AP39 CosmicWave Detail1

I collected the most common questions from my YouTube channel in 1 identify. Hopefully this will help answer some questions about acrylic pour painting you were also wondering about, or hadn't idea to ask.

1. Y'all don't use silicone?! So how do y'all get cells? Do you lot apply a torch?

The curt answer is I use Inundation Floetrol and a solid recipe with practiced quality ingredients. This is all you need for cell formation. I don't use silicone and therefore do not need the torch either. I will occasionally use a heat gun on the lowest setting to pop some air bubbling if I shook my pigments upwards simply didn't permit them time to settle before painting. The reason I don't use silicone is that it doesn't mix with the pigment, can get trapped between layers of paint causing pockets, and tin can possibly yellowish your paintings over time. I have a previous weblog post that digs deeper into why I don't utilise silicone.
I also have a couple videos on my website that explain how I set up my paint pigments and preferred brands and tools.

two. Do you seal your paintings with something? Do you coat with varnish or resin when completely dry? How do you get the smooth cease?

I have coated a few of my paintings with resin for a high gloss effect and also for the layered look, adding some illustration between layers, merely y'all will see resin listed in the credit and title of the work. Mostly, however, my paintings dry with a satin semi-gloss end that is as smooth every bit a baby's bottom considering of the GAC 800 pouring medium that I utilise. I have noticed I am one of the few Acrylic Pour artists online who shares the final shots of my fully cured painting. I have them outside and try to get a shot from all angles because I am proud that they don't dry out lumpy, croaky, or with an unpleasant texture. The GAC 800 is an expensive medium, but with it in my recipe, I do not have to coat my paintings after with whatsoever additional varnish or resin.

3. How exercise yous avoid wasting paint that flows down? What are you using for a drip tray?

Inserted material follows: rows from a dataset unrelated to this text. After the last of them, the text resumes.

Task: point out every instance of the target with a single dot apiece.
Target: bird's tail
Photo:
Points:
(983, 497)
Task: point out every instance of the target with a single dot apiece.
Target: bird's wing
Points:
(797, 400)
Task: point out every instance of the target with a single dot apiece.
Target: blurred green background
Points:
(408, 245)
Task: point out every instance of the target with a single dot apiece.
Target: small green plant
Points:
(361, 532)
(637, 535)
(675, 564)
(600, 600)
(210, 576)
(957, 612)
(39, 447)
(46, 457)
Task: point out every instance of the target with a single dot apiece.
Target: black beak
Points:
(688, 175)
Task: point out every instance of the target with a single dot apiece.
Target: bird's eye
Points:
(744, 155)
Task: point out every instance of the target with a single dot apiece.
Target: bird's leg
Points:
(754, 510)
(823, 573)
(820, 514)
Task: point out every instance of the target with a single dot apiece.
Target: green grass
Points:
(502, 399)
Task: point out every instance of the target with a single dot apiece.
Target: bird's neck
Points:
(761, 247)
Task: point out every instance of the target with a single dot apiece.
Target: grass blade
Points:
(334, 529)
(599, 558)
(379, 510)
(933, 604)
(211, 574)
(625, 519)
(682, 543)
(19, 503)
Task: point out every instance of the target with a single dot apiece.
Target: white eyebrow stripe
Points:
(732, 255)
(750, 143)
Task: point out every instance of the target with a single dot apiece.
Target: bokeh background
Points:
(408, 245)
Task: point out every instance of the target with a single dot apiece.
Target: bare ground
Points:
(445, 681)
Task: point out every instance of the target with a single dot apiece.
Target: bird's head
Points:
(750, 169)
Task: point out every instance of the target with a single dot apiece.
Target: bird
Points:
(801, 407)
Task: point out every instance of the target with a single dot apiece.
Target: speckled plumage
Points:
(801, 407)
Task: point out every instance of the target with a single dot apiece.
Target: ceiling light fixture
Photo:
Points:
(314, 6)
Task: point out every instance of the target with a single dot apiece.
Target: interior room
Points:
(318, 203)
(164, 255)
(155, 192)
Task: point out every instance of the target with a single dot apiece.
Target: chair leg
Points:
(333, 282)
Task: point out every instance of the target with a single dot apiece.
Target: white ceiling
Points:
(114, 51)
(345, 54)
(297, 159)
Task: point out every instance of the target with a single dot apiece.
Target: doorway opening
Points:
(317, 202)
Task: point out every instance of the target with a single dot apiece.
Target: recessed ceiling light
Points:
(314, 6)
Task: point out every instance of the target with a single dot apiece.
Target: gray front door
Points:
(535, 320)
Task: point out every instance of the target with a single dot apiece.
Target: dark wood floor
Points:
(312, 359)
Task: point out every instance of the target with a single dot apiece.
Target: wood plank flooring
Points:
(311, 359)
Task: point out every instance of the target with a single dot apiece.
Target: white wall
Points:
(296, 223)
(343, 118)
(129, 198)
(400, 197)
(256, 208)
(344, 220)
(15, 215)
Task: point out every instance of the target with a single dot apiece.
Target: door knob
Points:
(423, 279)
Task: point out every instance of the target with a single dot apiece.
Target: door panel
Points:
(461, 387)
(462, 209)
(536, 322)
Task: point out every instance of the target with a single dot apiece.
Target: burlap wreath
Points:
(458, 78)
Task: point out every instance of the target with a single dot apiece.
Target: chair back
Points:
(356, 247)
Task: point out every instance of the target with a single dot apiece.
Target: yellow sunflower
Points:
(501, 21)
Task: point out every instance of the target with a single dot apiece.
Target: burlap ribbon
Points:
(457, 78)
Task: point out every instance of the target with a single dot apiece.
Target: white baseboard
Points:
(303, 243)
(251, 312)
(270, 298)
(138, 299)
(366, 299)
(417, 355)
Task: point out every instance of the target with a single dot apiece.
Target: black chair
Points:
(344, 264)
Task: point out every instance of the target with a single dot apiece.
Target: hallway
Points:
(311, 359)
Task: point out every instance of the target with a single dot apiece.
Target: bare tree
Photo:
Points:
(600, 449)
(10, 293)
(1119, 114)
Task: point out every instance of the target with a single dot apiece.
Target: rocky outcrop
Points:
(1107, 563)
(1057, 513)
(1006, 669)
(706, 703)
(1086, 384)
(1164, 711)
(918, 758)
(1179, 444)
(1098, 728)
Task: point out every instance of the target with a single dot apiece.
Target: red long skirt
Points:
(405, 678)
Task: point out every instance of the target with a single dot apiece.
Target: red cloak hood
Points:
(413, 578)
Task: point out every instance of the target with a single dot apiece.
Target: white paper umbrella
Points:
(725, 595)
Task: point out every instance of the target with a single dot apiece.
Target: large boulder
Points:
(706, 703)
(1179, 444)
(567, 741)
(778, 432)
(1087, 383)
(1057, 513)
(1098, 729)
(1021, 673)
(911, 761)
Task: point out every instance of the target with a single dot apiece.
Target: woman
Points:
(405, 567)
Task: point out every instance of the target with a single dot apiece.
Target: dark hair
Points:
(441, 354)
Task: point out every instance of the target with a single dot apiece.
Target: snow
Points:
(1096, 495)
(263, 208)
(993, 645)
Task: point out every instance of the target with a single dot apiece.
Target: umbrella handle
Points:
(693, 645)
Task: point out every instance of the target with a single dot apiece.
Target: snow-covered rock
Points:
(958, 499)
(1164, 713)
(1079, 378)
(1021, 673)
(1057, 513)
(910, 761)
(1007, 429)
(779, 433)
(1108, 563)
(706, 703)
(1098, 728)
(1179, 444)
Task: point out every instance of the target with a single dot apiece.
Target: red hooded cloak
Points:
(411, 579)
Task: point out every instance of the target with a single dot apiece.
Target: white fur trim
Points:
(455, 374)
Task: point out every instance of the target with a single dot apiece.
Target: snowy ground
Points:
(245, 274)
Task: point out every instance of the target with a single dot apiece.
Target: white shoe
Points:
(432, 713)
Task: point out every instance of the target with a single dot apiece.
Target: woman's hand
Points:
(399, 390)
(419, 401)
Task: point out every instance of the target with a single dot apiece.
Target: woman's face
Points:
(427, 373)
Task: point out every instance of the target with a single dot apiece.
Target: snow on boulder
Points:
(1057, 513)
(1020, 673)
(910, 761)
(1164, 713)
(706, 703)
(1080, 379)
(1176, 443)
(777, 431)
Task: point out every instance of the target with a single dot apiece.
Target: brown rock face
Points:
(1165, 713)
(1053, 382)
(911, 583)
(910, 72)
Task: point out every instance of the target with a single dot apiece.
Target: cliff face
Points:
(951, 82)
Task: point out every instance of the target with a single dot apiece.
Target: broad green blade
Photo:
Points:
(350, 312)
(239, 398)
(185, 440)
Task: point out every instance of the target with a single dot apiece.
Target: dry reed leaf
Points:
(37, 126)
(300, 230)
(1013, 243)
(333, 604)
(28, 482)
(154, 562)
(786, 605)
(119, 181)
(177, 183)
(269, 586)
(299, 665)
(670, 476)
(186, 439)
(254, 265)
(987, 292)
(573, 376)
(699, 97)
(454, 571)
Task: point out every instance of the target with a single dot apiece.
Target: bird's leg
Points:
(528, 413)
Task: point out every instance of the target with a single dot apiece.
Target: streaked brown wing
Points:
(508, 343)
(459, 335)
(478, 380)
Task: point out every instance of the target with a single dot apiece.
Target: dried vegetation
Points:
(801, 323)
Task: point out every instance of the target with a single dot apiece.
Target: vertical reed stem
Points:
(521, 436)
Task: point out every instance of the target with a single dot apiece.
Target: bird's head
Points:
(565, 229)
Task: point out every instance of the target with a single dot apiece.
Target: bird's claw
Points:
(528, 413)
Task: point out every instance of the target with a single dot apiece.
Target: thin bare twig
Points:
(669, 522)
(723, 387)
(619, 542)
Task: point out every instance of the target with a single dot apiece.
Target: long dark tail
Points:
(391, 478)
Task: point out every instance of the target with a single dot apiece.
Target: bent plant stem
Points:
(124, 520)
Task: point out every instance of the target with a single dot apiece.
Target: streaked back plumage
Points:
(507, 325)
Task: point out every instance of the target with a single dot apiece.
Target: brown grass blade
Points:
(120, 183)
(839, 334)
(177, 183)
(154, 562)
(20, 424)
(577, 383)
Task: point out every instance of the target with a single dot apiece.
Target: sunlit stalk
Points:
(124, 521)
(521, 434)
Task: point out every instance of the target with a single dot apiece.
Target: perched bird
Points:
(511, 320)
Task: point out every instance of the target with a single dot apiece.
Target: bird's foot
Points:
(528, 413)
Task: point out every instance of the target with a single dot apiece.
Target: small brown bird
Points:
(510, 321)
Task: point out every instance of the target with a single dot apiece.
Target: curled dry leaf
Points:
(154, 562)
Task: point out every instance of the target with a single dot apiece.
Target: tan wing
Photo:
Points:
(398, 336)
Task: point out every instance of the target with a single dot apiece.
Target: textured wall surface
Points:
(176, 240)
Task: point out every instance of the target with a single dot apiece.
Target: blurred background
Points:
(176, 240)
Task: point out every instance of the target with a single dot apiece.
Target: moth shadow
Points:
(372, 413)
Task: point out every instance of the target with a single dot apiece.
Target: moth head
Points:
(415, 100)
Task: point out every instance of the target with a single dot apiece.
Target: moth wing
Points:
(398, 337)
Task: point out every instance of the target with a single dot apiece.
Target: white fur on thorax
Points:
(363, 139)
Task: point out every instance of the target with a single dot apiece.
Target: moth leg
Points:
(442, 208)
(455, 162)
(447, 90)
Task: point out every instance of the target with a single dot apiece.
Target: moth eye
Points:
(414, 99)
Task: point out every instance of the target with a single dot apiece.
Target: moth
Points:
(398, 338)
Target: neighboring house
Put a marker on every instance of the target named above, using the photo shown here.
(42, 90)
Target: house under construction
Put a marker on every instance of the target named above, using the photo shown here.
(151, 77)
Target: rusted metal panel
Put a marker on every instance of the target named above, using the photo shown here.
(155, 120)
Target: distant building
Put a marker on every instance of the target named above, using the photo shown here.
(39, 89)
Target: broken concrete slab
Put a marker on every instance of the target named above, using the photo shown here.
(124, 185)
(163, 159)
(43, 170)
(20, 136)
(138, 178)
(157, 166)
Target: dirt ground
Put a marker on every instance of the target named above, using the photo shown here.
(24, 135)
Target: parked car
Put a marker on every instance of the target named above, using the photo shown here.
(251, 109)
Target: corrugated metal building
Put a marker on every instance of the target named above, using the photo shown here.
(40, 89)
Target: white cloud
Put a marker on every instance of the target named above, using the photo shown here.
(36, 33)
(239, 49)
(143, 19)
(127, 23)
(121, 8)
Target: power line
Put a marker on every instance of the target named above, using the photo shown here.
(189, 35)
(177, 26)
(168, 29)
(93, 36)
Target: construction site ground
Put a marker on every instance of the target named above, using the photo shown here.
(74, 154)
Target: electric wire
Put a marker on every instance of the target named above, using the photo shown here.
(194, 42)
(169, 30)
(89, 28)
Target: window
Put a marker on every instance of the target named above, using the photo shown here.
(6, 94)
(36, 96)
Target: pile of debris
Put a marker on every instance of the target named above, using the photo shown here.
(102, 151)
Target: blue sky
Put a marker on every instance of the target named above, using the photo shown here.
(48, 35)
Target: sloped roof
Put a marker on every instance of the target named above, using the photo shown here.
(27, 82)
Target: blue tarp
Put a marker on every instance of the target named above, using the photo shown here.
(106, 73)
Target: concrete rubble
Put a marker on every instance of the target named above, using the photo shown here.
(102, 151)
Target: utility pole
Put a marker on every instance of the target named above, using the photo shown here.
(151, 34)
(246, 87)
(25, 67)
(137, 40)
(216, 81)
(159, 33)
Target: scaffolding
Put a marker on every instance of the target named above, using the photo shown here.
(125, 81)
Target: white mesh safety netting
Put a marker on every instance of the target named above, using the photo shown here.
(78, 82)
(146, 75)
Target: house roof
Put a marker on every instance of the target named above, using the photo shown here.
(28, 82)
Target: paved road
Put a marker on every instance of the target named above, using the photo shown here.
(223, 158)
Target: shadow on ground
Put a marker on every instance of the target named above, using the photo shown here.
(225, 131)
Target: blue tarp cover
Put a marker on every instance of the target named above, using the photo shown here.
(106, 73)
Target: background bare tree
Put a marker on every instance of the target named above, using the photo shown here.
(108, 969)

First, fluid art is a bit wasteful. Yous are going to lose some paint. Likewise, some techniques are more wasteful than others. In my opinion, the flip cup and tree band pour technique is much more wasteful than the swipe technique. I use a washing automobile pan with two yard sticks spanning the edges for my substrates to rest on. I take to give credit to Ann Osbourne for that thought. You can buy them at near hardware stores for about $twenty-$30. For my larger paintings (24"x 36" and bigger) I utilize salvaged bulletin board paper from my school and fold up the edges to create a trough to take hold of the paint. I prop the substrates upwards on the corners with plastic cups.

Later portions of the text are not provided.